But what those kids did pales in comparison to what their parents' generation is doing. "…Though it received virtually no criticism or even attention, a recent international president of the United Synagogue of Conservative Judaism, Judy Yudof, boasted of her past presidency in an extremely inappropriate forum: the wedding announcement her family submitted to The New York Times three weeks ago regarding the intermarriage of her daughter in a ceremony performed by a minister.…"
The Conservative Movement's United Synagogue Youth (USY) has dropped its requirement that USY leaders not date non-Jews.
If you're a traditionalist, this sounds like bad news – until you examine the facts, which David Benkof did in an opinion piece published by the Jewish Journal. Here are couple excerpts:
On Monday, the international board of United Synagogue Youth (USY) voted to junk the Conservative teen group’s requirement that its top leaders date only Jews. Instead, the leaders are supposed to “strive” to “model healthy Jewish dating choices” (whatever that means). A number of online reactions have lamented the move as evidence that the Conservative (sic) movement is furthering the decline of American Judaism in the direction of anything-goes.
But don’t blame the USY’ers.
It’s true that USY leadership has full control over its own leadership requirements. In fact, the rule about interdating was instigated in the 1990s by USY’s leadership on its own.…
In other words, high school students put the outright ban in place in the 1990s and now high school students have removed it and replaced it with a directive to make healthy Jewish dating choices. This is completely student driven, and it reflects the reality of the world those students live in – and, in fact, the world all people live in, except for fundamentalists who wall themselves off from it.
The fact is that outright bans no longer work outside of fundamentalist circles. Instead, people have to want to uphold particular religious beliefs and practices for them to be, in fact, believed and upheld.
That's because except for fundamentalist communities – like, for example, haredim – people can and will vote with their minds and their hearts. For most people, Bronze Age superstition and religion holds little sway over the science, technology and history that proves those Bronze Age religions literally false.
So when a boy loves a girl, and one is Jewish and one is not, that couple becomes like the vast majority of people in America or Canada (or, for that matter, Western Europe and Asia). They're two people who love each other, and society supports that love.

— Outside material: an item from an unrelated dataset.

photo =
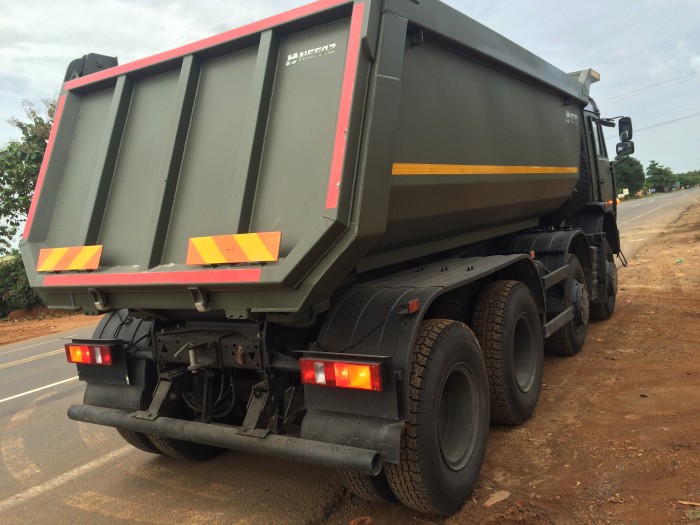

Fundamentalists deal with this problem by using shunning, threats of expulsion and, in the case of hasidim, by seriously limiting secular education so ex-hasidim most often find it very difficult to survive in the secular world.
All that said, Benkof makes another point that puts the USY'ers lifting of the ban in an even better light:
…Though it received virtually no criticism or even attention, a recent international president of the United Synagogue of Conservative Judaism, Judy Yudof, boasted of her past presidency in an extremely inappropriate forum: the wedding announcement her family submitted to The New York Times three weeks ago regarding the intermarriage of her daughter in a ceremony performed by a minister.…
I’m a past International President of USY. I remember murmurs and grumblings among some of the regional and international teen leadership in the 1980s about how we were expected to observe Shabbat and keep kosher when some of the most prominent adult leaders were flouting Jewish law in public on a regular basis. But the requirement to observe Jewish law as a prerequisite for holding respected leadership roles prompted a spiritual transformation in my life. Even if my initial observance of Shabbat, for example, was mostly driven by ambition for success in USY elections, mitzvot have their own power, and the benefits of USY’s leadership rules are still with me more than 25 years later.
I’m proud of the times when USY’ers have led the way in publicly modeling Jewish observance – despite frequent poor choices by adult Conservative Jews. But for how long can they be expected to do so?
So, yes, for traditionalists this is bad news. But the blame, so to speak, for that bad news falls on the Conservative Movement's lay leaders (and some of its rabbis).
Like in almost every other Jewish organization, those lay leaders are often chosen based on how rich and powerful they are, not on how religiously knowledgable and observant they are. And those lay leaders often model what traditionalists see as bad behavior.
The real message of USY's move to end the ban is that lay leaders should not be chosen primarily by their money and power. And that is a lesson all Jewish organizations, including haredi organizations, should learn.